Q.: There was a time when I was convinced that store credit cards were the way to go. Unfortunately, they got the best of me. Five years later, I’m still trying to pay them off. The problem is that the interest on the cards is as much as 22 percent. I am not even close to paying off the principal amounts. My credit is shot, and I can’t get any loans at the moment.
Do you think I should consider debt consolidation? I have contacted the companies and asked them to lower the interest rates, but to no avail. I don’t know where to turn next. – Reader, via email
A.: When you say "debt consolidation," I think you are referring to companies that negotiate with your creditors for lower rates of interest. Debt consolidators most likely would charge you an upfront fee; they also might charge you a percentage of the amount you pay the lender. Even though you might end up paying less per month because of these companies’ ability to negotiate with your creditors, I would be reluctant to pay a continuing fee.

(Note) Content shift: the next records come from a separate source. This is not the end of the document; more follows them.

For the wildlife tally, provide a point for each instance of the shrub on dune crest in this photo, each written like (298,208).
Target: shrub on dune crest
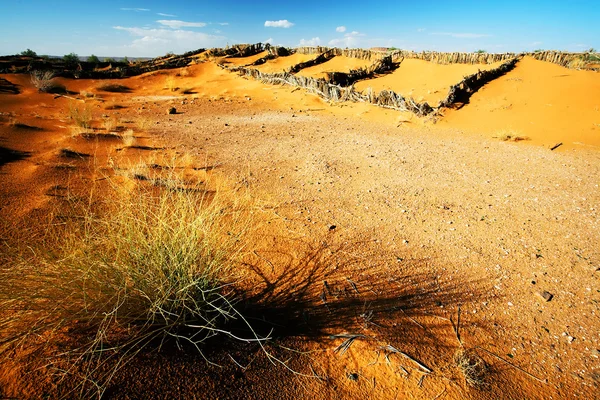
(43,81)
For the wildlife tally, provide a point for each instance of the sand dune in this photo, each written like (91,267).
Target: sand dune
(426,217)
(239,61)
(336,64)
(423,80)
(281,64)
(542,101)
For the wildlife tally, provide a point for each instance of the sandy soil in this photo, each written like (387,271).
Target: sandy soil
(336,64)
(542,101)
(423,80)
(406,221)
(281,64)
(240,61)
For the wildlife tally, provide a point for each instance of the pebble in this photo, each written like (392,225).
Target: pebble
(353,376)
(547,296)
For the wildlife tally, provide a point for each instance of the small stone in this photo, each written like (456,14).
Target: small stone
(546,296)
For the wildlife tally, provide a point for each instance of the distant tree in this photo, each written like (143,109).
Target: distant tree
(93,59)
(71,60)
(29,53)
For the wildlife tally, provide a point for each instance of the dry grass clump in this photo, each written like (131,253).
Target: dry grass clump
(184,72)
(154,264)
(43,81)
(170,84)
(128,138)
(511,136)
(81,116)
(114,88)
(87,95)
(144,123)
(109,124)
(472,367)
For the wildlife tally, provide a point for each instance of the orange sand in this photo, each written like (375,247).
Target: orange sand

If you have a full-time job and cannot put a dent in this debt, you should consider getting a part-time job and devoting that money to paying it down. Good luck.
Q.: My mother recently died, and I discovered she has no will, estate, executor, etc. When she died, she had only $350 in her bank account, which has subsequently been closed out.
She has outstanding bills, and there is no money to pay any of them. She didn’t even have life insurance that we could use to pay these bills. We had to pay for the funeral with the money she had and supplement it with our own money. What happens to the rest of her bills? – Reader, via email
A.: The easiest thing for you to do is to write to each of the creditors. Enclose a copy of your mother’s death certificate, along with a letter telling the creditor that there was no money left in her estate even to pay for her funeral. You can further state that the estate was not probated because there was nothing to probate.
I think this should close out the matter. Whatever you do, don’t ignore the bills. Meet this head-on and let the creditors know the situation.